Bij brief van 24 april 2020 heeft de minister gerepliceerd.

Bij brief van 11 mei 2020 heeft [verzoeker] gedupliceerd.

De Afdeling heeft vervolgens overeenkomstig artikel 8:57, derde lid, van de Awb besloten de zaak zonder zitting af te doen en het onderzoek gesloten.

Overwegingen

Inleiding

1.    [verzoeker] is als redacteur werkzaam voor NRC Handelsblad. Nadat Unilever op 15 maart 2018 bekendmaakte dat haar hoofdkantoor van haar geherstructureerde onderneming in Rotterdam zou gaan zetelen, heeft [verzoeker] bij brief van 19 maart 2018 de minister op grond van de Wob verzocht om kopieën van alle documenten over de betrokkenheid van het ministerie bij de poging het hoofdkantoor van Unilever naar Nederland te halen. De minister heeft vastgesteld dat het Wob-verzoek drie documenten omvat. De openbaarmaking daarvan heeft hij afgewezen op grond van artikel 10, tweede lid, aanhef en onder g, alsmede artikel 11 van de Wob. De integrale weigering van de openbaarmaking van de stukken heeft de minister in het besluit op bezwaar van 22 oktober 2018 gehandhaafd.

Aangevallen uitspraak

2.    De rechtbank heeft het besluit op bezwaar vernietigd, omdat daaruit niet duidelijk bleek welk document op basis van welke grond is geweigerd. Ondanks een nadere onderbouwing van de minister heeft de rechtbank ervan afgezien de rechtsgevolgen van het besluit in stand te laten. De rechtbank achtte onvoldoende gemotiveerd waarom openbaarmaking van het eerste document integraal moest worden geweigerd op grond van artikel 10, tweede lid, aanhef en onder g, van de Wob. Niet inzichtelijk was waarom de minister bijvoorbeeld de aard en omvang van het document niet nader kon omschrijven of waarom de afzender en geadresseerde niet konden worden geopenbaard. Niet was gebleken dat de informatie vertrouwelijk was verstrekt. In de gevoelige aard van de aangelegenheid zag de rechtbank evenmin aanleiding voor het oordeel dat sprake was van een (onevenredige) benadeling. De stelling dat derden, ambtenaren of bewindspersonen zich bij openbaarmaking van (delen van) het document terughoudender zullen opstellen en zich minder vrij voelen om in het vervolg informatie te verstrekken, was volgens de rechtbank ook onvoldoende onderbouwd.

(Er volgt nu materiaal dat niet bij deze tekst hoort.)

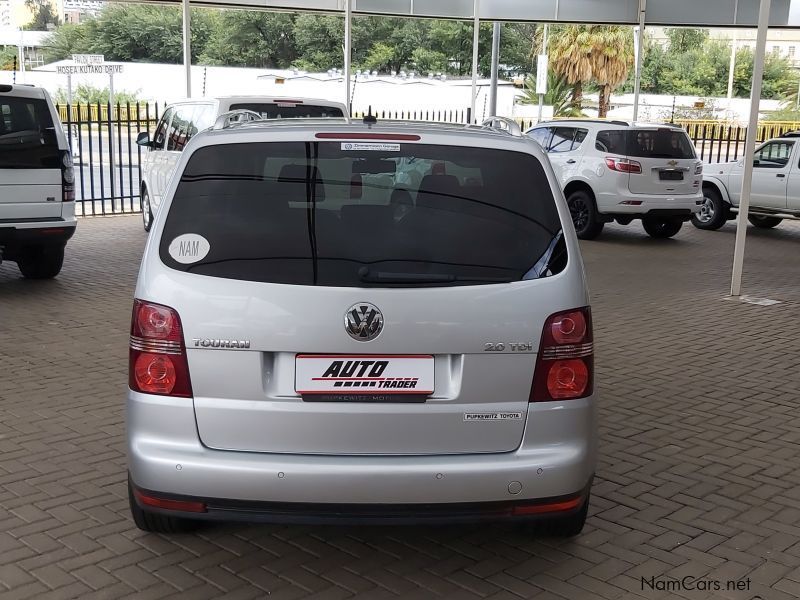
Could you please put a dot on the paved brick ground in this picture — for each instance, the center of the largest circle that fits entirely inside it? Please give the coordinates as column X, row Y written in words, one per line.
column 698, row 475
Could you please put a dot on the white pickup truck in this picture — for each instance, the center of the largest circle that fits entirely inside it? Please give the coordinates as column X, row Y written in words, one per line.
column 776, row 186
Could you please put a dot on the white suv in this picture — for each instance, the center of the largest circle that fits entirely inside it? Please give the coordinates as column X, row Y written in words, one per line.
column 37, row 182
column 313, row 338
column 182, row 120
column 610, row 170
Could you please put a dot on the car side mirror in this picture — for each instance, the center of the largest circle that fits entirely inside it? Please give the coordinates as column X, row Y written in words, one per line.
column 143, row 139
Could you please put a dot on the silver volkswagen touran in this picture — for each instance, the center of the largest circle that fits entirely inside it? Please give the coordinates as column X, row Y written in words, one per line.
column 361, row 322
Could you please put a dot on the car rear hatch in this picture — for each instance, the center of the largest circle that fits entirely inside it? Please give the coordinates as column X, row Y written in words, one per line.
column 668, row 161
column 30, row 161
column 327, row 311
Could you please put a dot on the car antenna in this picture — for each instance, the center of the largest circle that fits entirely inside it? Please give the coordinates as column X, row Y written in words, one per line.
column 369, row 118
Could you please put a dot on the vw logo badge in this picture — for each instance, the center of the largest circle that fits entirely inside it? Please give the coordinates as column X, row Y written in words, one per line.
column 363, row 321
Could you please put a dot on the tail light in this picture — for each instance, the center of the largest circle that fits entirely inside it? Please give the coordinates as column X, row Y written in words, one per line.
column 158, row 362
column 623, row 165
column 565, row 363
column 67, row 177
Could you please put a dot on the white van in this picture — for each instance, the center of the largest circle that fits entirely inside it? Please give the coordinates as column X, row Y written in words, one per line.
column 37, row 182
column 182, row 120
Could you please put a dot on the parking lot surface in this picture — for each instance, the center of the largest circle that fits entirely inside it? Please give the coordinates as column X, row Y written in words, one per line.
column 697, row 493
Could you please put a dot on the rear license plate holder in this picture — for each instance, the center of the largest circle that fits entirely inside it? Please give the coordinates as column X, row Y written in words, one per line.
column 364, row 378
column 670, row 175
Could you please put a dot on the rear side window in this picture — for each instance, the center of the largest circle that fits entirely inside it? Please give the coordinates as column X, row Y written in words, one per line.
column 288, row 111
column 27, row 135
column 322, row 213
column 646, row 143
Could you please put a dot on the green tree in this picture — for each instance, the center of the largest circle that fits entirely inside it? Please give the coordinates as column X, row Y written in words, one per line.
column 67, row 40
column 683, row 39
column 252, row 39
column 44, row 16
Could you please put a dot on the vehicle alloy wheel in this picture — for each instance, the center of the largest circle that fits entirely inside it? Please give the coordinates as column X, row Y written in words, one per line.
column 584, row 215
column 713, row 212
column 147, row 212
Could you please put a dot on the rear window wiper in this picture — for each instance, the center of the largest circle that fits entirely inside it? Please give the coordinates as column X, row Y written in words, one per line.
column 367, row 276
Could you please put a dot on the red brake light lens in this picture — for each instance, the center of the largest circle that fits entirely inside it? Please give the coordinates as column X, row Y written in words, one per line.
column 158, row 362
column 565, row 363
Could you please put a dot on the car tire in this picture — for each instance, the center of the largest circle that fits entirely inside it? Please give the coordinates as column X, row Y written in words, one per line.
column 584, row 215
column 764, row 222
column 40, row 262
column 661, row 227
column 156, row 522
column 147, row 211
column 714, row 211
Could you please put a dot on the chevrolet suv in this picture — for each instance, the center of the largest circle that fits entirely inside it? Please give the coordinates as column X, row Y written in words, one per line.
column 37, row 182
column 613, row 171
column 314, row 339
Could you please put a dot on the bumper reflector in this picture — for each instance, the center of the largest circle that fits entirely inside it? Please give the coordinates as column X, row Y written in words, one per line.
column 538, row 509
column 164, row 503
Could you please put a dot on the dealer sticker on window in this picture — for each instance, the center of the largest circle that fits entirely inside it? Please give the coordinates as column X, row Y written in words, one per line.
column 371, row 146
column 492, row 416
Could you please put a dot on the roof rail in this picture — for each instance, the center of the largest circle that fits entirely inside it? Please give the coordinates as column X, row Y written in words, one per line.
column 503, row 124
column 235, row 117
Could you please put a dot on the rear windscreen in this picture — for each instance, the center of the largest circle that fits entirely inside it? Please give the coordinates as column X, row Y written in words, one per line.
column 27, row 137
column 271, row 110
column 646, row 143
column 363, row 215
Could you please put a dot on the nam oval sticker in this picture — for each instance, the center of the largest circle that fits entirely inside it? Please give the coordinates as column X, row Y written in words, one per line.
column 189, row 248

Wat betreft het tweede en het derde document heeft de rechtbank geoordeeld dat artikel 11 van de Wob onvoldoende grond bood om openbaarmaking daarvan integraal te weigeren. In het tweede document betroffen de aanhef, de eerste drie zinnen en de daarop volgende afsluiting feitelijke informatie die niet onlosmakelijk met persoonlijke beleidsopvattingen was verweven. Een volledige geheimhouding van deze passages op grond van artikel 10, tweede lid, aanhef en onder g, van de Wob, kon volgens de rechtbank evenmin stand houden. Dat geldt volgens de rechtbank ook voor document drie omdat niet valt in te zien waarom openbaarmaking van iedere informatie al op gespannen voet staat met de in de geding zijnde belangen van de betrokken partijen. Wat betreft de overige informatie in de documenten twee en drie gaat het volgens de rechtbank wel om informatie die is opgesteld ten behoeve van intern beraad ter voorbereiding van contacten met derden. De minister heeft deze informatie op grond van artikel 11 van de Wob mogen weigeren.

Hoger beroep

3.    De Afdeling begrijpt het hogerberoepschrift aldus dat de minister zich niet verzet tegen het oordeel van de rechtbank in 8 en 9 van de aangevallen uitspraak, waarin het besluit op bezwaar is vernietigd omdat niet inzichtelijk was welke weigeringsgrond op welk document betrekking had. Gelet op de aangedragen gronden meent de minister dat de rechtbank had moeten oordelen dat de rechtsgevolgen van het besluit in stand hadden moeten worden gelaten en is het hoger beroep aldus slechts gericht tegen het dictumonderdeel waarin hem is opgedragen een nieuw besluit op bezwaar te nemen. Het hoger beroep zal dus alleen al hierom niet tot vernietiging van de gehele uitspraak leiden.

De Afdeling stelt daarnaast vast dat in hoger beroep niet is opgekomen tegen het oordeel van de rechtbank over de weigeringsgrond als bedoeld in artikel 11, eerste lid, van de Wob.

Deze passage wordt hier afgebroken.